Secured lender Firstplus, which has the television star Carol Vorderman advertising its loan products in glossy television advertisements, has been criticised over a loan offer that it has recently launched, which critics have described as a debt trap. The recently launched loan offers a discounted rate of interest for ninety days, enticing cash-strapped consumers to take out finance. However, after the ninety day period the interest rate on the loan nearly doubles, which means that consumers will be left having to pay huge sums of interest on their borrowing, having been drawn in by an initially enticing rate for just a short period of time.
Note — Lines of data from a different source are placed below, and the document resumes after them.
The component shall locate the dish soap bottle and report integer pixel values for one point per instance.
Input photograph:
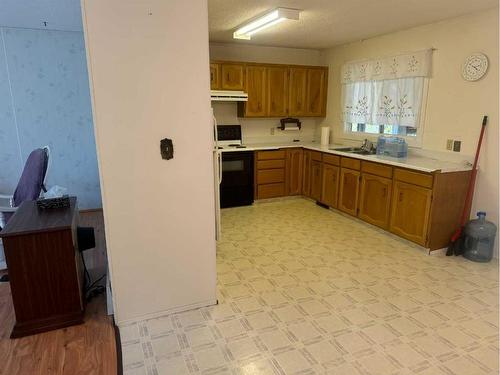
(479, 239)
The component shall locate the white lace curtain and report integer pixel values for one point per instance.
(385, 91)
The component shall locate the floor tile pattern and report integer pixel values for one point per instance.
(305, 290)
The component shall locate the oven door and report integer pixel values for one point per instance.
(236, 188)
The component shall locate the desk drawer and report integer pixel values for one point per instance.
(350, 163)
(269, 155)
(415, 178)
(331, 159)
(376, 169)
(270, 164)
(269, 176)
(270, 191)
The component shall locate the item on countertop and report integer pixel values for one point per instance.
(290, 123)
(325, 136)
(457, 239)
(50, 203)
(479, 239)
(395, 147)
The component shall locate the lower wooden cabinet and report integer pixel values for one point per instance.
(411, 205)
(375, 200)
(306, 174)
(316, 185)
(329, 191)
(421, 207)
(348, 191)
(294, 169)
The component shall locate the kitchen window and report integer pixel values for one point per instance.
(385, 96)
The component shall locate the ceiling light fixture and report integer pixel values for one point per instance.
(263, 22)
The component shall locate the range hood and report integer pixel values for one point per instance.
(228, 96)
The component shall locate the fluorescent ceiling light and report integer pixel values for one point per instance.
(263, 22)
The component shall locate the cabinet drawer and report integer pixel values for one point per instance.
(270, 164)
(269, 155)
(316, 155)
(376, 169)
(270, 191)
(331, 159)
(415, 178)
(350, 163)
(269, 176)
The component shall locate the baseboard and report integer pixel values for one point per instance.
(171, 311)
(89, 210)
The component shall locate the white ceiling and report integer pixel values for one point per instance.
(31, 14)
(326, 23)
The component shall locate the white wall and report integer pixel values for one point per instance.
(159, 214)
(455, 107)
(259, 130)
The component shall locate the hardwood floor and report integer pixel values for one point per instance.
(88, 348)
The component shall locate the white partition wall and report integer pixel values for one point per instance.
(148, 66)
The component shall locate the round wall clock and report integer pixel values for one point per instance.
(475, 67)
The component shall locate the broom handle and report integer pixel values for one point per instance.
(472, 181)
The secured loan is only available to homeowners, as the finance is secured against the home. The initial interest rate that is offered to consumers starts at 4.9%. However, this is for ninety days only, and after this initial period the typical APR leaps to 8.5%. The minimum term of the personal loan is five years, and many consumers with less than perfect credit could end up paying a way higher rate than the typical 8.5% advertised.

The timing of the loan offer has also been slated, as it comes at a time when consumer debt levels are high, credit conditions are tight, and many lenders are reining in their lending. One official from the consumer campaign group Which? stated: ‘The initial rate is low enough to attract borrowers desperate for credit and who may be struggling to find it elsewhere. Yet 90 days offers negligible benefits and many people may not understand fully that the rate will soar in a very short time. This is a debt trap.’

Officials from the lender, FirstPlus, responded by stating: ‘Consumers don’t have many options at the moment and we are responding to this.’